The U.S. soon could hand off the title of world’s top crude oil importer to China, perhaps as early as this year. 

In 2015, China imported an average of 6.7 million barrels of crude every day, an 8.8 percent year-on-year increase. That could rise to 7.5 million barrels a day this year, Fulian Zhong, vice president of Unipec, a Chinese trader that is a subsidiary of Sinopec, predicted Thursday during a seminar in Beijing. The U.S., meanwhile, has been relying less on imports. It imported an average of 7.3 million barrels of crude a day in 2015 vs. 9.2 million in 2010.

In February, the Asian nation imported a record 8 million barrels daily of crude oil, for a total of 31.8 million metric tons that represented 24.4 percent growth over February 2015. Slowing economic growth has not diminished China’s appetite for oil, in part because of continued low prices combined with governmental efforts to stockpile petroleum reserves.

In 2015, more than half of China’s top 10 suppliers were in the Middle East, Bloomberg reported. This year, the country has relied increasingly on Saudi Arabia and Oman for its supply of crude, cutting back on barrels from Venezuela and Colombia.



Local independent refineries in China, known as teapot refiners, that have import quotas also are filling up, purchasing more and more of their crude from neighbors like Indonesia and Vietnam. These teapot refiners constitute 10-12 percent of China’s total crude imports, the Wall Street Journal reported.

China's refined fuel stocks rose 17.3 percent in February over the previous month, the state-run Xinhua News Agency reported. Commercial crude oil stocks rose 1.1 percent.

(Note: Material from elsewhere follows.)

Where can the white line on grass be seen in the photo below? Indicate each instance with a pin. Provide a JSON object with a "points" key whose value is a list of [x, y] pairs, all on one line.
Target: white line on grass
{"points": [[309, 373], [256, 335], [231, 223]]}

As demand grows in China, however, it has fallen on the U.S. front. Oil prices have fallen from a high of $105 a barrel in June 2014 to less than $27 a barrel in January and are expected to fluctuate from $30 to $40 a day in coming months, yet domestic output has remained above 9 million barrels a day, with a surge in offshore production even as shale oil production has fallen.